Records Editor
Document Display

Re-Extraction

3min

Our Re-Extraction feature is a powerful tool designed to ensure adjustments to your document extraction experience are seamless and quick. This feature enables users to re-extract values from a document against Patterns of their choice in such a way that any adjustments to the OCR-obtained tables and text structure can be considered.

Pages that are run as part of re-extract are not counted toward your organization's pages processed count, saving your organization from the costs typically associated with re-running a document when adjustments are needed.

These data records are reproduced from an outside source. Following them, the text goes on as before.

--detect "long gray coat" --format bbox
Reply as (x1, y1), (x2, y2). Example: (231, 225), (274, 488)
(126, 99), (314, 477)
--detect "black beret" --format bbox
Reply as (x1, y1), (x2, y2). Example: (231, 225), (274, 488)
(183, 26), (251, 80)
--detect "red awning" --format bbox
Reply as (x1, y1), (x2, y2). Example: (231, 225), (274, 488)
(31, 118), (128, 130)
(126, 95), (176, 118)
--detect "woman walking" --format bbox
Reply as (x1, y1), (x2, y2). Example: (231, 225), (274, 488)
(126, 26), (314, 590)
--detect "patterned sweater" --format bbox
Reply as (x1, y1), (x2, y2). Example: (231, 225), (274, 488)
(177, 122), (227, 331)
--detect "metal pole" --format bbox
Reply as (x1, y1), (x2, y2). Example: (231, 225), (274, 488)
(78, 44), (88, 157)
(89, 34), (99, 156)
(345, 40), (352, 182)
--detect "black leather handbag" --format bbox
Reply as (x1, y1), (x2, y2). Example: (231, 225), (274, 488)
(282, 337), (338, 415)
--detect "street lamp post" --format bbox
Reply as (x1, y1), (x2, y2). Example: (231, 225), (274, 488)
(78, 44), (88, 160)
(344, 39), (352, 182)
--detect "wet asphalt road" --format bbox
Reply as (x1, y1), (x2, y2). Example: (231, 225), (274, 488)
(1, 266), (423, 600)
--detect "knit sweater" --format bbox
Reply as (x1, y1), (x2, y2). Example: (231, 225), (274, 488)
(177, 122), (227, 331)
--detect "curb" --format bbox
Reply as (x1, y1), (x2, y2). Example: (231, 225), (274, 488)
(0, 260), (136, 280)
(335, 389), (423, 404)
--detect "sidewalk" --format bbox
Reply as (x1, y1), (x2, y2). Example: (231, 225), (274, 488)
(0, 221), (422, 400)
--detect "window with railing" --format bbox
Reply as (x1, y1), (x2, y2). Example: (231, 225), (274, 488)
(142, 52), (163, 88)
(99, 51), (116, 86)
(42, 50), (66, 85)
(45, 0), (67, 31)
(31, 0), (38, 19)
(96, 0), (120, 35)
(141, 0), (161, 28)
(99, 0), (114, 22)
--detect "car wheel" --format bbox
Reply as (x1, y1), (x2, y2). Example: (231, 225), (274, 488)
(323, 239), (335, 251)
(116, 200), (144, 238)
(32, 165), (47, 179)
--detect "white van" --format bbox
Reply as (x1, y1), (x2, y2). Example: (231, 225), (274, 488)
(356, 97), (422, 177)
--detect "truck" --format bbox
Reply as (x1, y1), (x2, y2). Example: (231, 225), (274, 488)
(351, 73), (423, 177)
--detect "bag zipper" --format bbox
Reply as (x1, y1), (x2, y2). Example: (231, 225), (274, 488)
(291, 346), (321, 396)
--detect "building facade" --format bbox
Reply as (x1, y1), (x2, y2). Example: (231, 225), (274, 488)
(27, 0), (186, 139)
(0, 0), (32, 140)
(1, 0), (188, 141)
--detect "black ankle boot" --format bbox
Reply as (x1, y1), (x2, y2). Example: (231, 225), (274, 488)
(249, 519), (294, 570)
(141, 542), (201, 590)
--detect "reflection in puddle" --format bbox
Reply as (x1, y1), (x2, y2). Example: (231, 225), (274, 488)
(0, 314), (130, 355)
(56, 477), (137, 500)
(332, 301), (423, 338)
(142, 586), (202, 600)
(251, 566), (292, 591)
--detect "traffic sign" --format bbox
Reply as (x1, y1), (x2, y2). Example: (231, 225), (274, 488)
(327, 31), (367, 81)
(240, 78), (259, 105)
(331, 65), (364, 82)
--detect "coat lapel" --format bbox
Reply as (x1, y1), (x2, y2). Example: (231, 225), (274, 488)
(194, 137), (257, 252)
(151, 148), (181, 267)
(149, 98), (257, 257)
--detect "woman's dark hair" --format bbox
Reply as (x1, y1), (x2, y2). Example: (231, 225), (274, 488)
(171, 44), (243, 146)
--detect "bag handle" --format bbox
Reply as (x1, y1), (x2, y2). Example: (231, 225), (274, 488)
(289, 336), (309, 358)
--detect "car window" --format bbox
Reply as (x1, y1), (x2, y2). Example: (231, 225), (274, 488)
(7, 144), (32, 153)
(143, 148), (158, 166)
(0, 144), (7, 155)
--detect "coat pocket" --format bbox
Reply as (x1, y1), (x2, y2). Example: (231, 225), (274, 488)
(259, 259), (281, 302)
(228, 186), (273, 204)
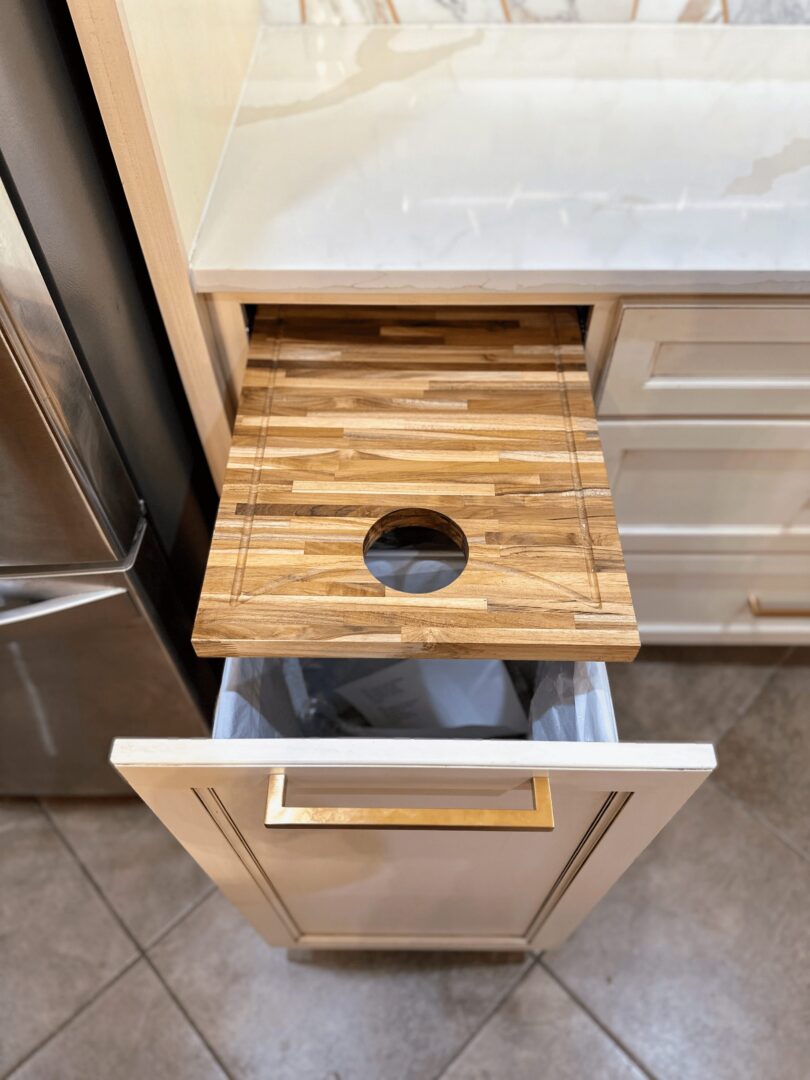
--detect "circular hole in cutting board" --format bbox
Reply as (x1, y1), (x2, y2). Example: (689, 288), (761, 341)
(363, 509), (469, 594)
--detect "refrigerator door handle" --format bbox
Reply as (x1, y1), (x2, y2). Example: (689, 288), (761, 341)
(0, 587), (126, 639)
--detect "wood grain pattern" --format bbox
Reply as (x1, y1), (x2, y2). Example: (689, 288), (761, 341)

There are two primary scenarios where this functionality becomes invaluable:

  1. Minor OCR Adjustments:
    • On rare occassions with misaligned or small text, the OCR model may encounter a minor hiccup, such as treating two lines of text as separate boxes or missing a final, less populated row in a table
    • Our Document Viewer allows you to quick, manual adjustment to ensure precision in your extracted values
    • After making the adjustment, you can use Re-extract to use your Pattern to extract updated values based on newly redrawn boxes, post modification
  2. Automation Modifications:
    • Sometimes a modification to your extraction automation is necessary for a more accurate and up-to-date extraction of values, which can be accomplished via a machine learning model update or a Pattern change
    • With the Re-Extraction feature, you can effortlessly run the updated automation to reflect the changes, ensuring that your extracted data remains aligned with the latest automation configurations
      • This can even be done to run the document against Patterns that aren't currently associated with the document. This is helpful in the following scenarios:
        • If you uploaded your document directly to a Pattern, but you wanted another Pattern to extract data from it
        • If you enabled or created a new Pattern after your document had been uploaded
        • If a previous version of a Pattern didn't detect data on your document but has been since updated



In the following example, we have a Brokerage Statement that has a text box that has been modified for the sake of demonstrating Re-Extract such that the "Broker Address" could not be located by the Pattern:

Document image


Therefore, we will remove the text box in order to draw a new one:

Document image

Document image


After doing so, we will click on the "Re-Extract" button at the top-right of the Document Viewer page we're currently viewing. This will open a prompt to select the Patterns to re-extract on:

Document image


After confirming, we can observe that our Pattern is Re-Extracting. During this time, the Pattern extracted values are locked from being edited and the document cannot be Reviewed, as new values are being produced:

Document image


Once this has completed, the new values will be displayed! Please note that data validation will be enforced on re-extracted data to give you assurance that your data is available and in the right format. This means that Review will be locked accordingly if validation detects any issues with the extracted values.

We can observe that "Broker Address" has been extracted and the value is linked to the area in the document where it was found:

Document image